Tyler Rake, au titre bien trouvé, se prend effectivement un râteau (“rake”, en anglais), en ratissant tous les clichés des productions bas de gamme de la plateforme Netflix. En un seul mot, nul.
Synopsis : Tyler Rake est un mercenaire intrépide qui travaille dans l’ombre. Alors qu’il n’a plus rien à perdre, il est chargé par un puissant caïd mafieux, pour l’heure incarcéré, de sauver son fils qui a été enlevé. Mais dans le milieu glauque de la pègre, où se côtoient marchands d’armes et narcotrafiquants, la mission ultra-périlleuse de Rake frôle l’impossible. Et la vie du mercenaire et du jeune garçon risque d’en être bouleversée à jamais…
Photo Jasin Boland – Copyrights 2020 Netflix, inc. Tous droits réservés.

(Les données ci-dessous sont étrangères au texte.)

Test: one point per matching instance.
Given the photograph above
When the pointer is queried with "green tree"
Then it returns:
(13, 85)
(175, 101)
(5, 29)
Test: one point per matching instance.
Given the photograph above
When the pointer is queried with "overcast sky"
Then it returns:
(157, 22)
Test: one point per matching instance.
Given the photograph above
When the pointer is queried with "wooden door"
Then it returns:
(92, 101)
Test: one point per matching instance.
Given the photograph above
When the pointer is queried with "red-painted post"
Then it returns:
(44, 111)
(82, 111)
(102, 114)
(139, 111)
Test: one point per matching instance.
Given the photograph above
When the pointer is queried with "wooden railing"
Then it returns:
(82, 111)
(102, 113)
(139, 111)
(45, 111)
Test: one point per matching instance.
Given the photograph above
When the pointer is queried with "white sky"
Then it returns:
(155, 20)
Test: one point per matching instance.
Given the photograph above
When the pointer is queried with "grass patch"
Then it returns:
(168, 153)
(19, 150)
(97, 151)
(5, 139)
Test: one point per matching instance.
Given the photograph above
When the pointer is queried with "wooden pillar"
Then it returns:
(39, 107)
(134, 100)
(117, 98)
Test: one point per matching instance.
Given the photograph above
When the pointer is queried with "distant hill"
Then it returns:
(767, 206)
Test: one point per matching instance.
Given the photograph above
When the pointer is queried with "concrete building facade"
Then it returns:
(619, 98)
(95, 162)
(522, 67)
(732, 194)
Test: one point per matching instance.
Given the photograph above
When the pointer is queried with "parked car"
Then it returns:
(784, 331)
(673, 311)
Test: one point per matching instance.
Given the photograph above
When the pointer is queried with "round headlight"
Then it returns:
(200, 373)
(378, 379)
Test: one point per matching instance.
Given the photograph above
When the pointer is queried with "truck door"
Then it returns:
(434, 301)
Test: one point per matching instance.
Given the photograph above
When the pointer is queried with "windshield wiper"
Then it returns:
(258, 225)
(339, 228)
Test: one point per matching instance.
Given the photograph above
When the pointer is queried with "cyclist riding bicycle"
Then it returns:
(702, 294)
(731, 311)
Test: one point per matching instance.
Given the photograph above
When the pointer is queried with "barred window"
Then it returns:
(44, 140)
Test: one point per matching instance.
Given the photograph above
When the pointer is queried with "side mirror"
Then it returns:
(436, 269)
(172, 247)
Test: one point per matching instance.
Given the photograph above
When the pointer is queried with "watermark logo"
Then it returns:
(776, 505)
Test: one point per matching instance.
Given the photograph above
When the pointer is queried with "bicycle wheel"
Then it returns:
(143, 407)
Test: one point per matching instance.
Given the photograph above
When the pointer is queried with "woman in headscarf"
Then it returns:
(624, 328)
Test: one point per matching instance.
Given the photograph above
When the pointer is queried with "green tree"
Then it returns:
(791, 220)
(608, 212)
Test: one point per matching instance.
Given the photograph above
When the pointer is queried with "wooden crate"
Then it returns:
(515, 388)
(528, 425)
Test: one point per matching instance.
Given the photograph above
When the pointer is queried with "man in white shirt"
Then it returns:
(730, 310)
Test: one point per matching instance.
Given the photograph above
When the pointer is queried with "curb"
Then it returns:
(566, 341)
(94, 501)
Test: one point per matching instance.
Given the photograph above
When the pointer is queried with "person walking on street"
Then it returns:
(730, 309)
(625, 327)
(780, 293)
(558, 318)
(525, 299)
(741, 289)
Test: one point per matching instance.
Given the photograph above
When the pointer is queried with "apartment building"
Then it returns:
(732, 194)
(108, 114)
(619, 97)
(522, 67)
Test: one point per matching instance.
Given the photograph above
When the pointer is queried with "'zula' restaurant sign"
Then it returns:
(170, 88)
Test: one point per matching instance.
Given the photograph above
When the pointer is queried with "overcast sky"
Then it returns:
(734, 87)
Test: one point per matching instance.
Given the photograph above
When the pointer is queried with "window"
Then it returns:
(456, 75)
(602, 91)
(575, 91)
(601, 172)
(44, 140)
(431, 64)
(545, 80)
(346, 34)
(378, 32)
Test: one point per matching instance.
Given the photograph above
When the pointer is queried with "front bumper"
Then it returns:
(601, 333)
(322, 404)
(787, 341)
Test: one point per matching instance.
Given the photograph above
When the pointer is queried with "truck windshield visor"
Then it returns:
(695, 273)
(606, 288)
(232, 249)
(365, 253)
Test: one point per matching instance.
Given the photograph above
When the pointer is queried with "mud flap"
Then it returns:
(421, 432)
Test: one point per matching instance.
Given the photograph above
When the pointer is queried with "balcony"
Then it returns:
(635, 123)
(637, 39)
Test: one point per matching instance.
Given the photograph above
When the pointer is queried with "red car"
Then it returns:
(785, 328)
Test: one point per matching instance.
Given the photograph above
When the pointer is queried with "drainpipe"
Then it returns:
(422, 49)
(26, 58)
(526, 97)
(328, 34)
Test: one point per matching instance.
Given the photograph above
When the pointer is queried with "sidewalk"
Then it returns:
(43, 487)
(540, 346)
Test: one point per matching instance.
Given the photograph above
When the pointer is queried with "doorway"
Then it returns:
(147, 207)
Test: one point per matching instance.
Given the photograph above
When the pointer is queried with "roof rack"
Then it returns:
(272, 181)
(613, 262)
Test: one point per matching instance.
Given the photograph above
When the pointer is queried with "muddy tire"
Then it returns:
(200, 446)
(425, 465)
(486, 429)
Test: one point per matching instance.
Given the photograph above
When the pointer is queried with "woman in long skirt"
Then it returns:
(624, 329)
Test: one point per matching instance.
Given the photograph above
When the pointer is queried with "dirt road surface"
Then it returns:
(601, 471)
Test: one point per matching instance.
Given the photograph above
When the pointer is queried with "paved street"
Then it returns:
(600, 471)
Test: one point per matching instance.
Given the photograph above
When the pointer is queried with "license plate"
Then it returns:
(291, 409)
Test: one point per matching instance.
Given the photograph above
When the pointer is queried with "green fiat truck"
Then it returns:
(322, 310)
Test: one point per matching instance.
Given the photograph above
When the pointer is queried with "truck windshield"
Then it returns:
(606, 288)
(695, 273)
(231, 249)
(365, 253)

La caution Marvel à la rescousse de Netflix
Critique : Prototype d’un produit entièrement façonné par l’algorithme d’une plateforme de streaming aux gros moyens, Tyler Rake joue sur la présence d’une star (Chris Hemsworth, toujours en quête d’un succès personnel hors Thor), et de deux producteurs au générique (les frères Russo de Captain America Civil War et Avengers Endgame), pour vendre le vide caractérisé dont la société américaine s’est faite championne. Avec la caution Marvel et donc Disney (+), pour vendre l’idée d’une vilaine série B sans scénario ni idées, et un cascadeur comme réalisateur, de surcroît poto des frères Russo, cela peut faire l’affaire. Les réalisateurs de John Wick et Atomic Bomb, respectivement Chad Stahelski et David Leitch, tous deux issus du monde de la castagne et de la cascade qui impressionne, sont parvenus à rendre cool par leur traitement désinhibé de l’action, des films aux scripts assez maigres. Tyler Rake se devait de reproduire la tendance.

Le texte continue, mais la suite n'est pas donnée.